If you met me today, it would be hard to believe that I was very shy long ago.
But, through time I learned to get past being shy. I had to. I saw and experienced too many opportunities waiting for me to act upon simply pass me by.
So, I read articles on topics that would be current and of interest to share in conversation. I made sure to read some new content to open my mind and perspective on topics.
I took chances in speaking. I would throw myself into the mix when volunteers were needed.
I practiced speaking to strangers with topics that might have a commonality to the both of us at that moment.
I learned to be humorous. People love to laugh, even if they are ones that do not commonly do so. By learning to listen to my tone of voice, I could make sure to convey the humor --and not a sense of seriousness or creepiness-- in my speaking.
I made special focus on reading material about psychology and relationships. Back then, if it had to deal with dating, I was reading it. If it was an article showing findings in a particular area of psychology, I was reading it.
I strongly feel that there are a countless numbers of great and wonderful people that are shy. It is this being shy that I believe leaves a lot of nice people with the challenge of trying to date. And if this factor --being shy-- equates to less conversations and interactions with others, the chances of meeting that special someone is significantly lowered.
My theory: Two shy people will never meet and fall in love. By its simple base, they would be too shy to seize the moment and make things happen.
There is a quote I used to firmly believe in: "He who hesitates is lost."
From it I took it to mean that you need take action when the moment called for it. And if you waited, the moment or opportunity would pass you by. In which case you would have lost.

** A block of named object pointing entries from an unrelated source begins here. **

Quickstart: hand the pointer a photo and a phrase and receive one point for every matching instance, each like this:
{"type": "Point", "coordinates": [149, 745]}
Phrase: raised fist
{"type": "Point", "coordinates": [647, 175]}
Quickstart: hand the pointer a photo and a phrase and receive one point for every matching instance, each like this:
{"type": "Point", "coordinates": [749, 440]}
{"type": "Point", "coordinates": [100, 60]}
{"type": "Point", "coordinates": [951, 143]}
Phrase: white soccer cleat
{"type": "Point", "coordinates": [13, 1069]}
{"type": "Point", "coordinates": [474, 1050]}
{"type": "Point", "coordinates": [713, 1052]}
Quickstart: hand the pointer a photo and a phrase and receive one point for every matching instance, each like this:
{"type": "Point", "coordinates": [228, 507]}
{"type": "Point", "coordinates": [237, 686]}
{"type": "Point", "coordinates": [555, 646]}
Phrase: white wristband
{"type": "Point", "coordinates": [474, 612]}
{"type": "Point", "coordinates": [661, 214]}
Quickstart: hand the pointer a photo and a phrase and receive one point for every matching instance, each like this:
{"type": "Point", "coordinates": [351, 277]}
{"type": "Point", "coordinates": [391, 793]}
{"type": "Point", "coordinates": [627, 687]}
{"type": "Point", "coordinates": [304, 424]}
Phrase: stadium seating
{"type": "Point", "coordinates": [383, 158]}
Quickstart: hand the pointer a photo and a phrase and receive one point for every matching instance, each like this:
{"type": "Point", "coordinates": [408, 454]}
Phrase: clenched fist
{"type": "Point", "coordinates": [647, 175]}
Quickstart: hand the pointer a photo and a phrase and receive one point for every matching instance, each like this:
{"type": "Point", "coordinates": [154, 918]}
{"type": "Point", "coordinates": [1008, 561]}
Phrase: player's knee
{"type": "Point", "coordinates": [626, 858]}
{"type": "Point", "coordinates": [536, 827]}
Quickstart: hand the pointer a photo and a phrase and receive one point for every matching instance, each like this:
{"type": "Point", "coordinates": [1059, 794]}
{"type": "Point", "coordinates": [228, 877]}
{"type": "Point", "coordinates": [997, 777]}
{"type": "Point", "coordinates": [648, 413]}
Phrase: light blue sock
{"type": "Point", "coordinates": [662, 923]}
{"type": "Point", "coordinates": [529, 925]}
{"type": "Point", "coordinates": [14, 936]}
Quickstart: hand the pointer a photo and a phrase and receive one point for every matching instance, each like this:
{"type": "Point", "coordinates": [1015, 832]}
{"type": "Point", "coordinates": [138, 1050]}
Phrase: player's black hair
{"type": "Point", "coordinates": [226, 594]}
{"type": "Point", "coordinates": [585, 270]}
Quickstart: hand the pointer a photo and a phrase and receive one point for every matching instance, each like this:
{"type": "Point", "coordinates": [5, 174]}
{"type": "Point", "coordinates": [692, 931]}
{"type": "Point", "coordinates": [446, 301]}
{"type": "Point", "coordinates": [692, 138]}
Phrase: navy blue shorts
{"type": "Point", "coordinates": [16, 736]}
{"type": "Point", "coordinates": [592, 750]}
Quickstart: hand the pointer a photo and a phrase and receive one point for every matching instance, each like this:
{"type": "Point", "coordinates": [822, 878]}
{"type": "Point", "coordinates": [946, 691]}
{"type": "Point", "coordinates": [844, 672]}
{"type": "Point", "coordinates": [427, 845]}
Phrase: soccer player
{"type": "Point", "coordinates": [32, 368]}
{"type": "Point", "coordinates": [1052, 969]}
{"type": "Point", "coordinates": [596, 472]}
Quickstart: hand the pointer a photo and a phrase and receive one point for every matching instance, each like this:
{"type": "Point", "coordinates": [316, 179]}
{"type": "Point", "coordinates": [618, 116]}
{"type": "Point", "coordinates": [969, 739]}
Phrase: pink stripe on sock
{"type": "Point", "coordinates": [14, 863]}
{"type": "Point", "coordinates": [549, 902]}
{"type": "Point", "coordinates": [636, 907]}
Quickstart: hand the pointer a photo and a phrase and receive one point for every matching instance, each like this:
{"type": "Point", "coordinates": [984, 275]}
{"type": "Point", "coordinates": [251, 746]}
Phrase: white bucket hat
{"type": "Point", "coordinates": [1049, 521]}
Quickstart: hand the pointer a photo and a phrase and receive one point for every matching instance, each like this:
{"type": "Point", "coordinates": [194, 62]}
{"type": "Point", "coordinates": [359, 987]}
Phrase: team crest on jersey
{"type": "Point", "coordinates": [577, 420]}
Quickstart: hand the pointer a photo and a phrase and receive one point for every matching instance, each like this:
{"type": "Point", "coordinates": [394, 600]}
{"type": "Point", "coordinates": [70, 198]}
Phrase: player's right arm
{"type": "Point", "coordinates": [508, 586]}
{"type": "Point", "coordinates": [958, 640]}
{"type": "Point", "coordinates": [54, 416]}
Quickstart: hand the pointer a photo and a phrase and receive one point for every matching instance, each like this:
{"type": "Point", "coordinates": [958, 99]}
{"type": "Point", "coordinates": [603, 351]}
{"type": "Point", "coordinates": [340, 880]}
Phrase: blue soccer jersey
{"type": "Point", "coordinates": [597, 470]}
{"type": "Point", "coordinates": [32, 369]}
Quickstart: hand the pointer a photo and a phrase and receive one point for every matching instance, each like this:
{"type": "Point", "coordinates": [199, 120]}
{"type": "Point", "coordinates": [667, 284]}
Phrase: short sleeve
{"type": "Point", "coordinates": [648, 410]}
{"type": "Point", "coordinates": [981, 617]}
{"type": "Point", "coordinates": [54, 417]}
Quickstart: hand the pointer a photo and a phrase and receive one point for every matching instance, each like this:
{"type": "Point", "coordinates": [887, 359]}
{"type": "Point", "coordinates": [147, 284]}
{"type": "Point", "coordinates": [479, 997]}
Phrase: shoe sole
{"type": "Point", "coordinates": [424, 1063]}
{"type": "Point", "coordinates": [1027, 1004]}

Being shy can be worked on. It can be chipped away. This to say you can lower how shy you are. Reduce being shy so can speak your mind when you are next given the opportunity. Reduce being shy so you can act when the moment calls for it. Reduce being shy so that you might get to meeting that special person who happens to be very shy right now, but they are a super great person. So super that you just might come to love them. And they love you.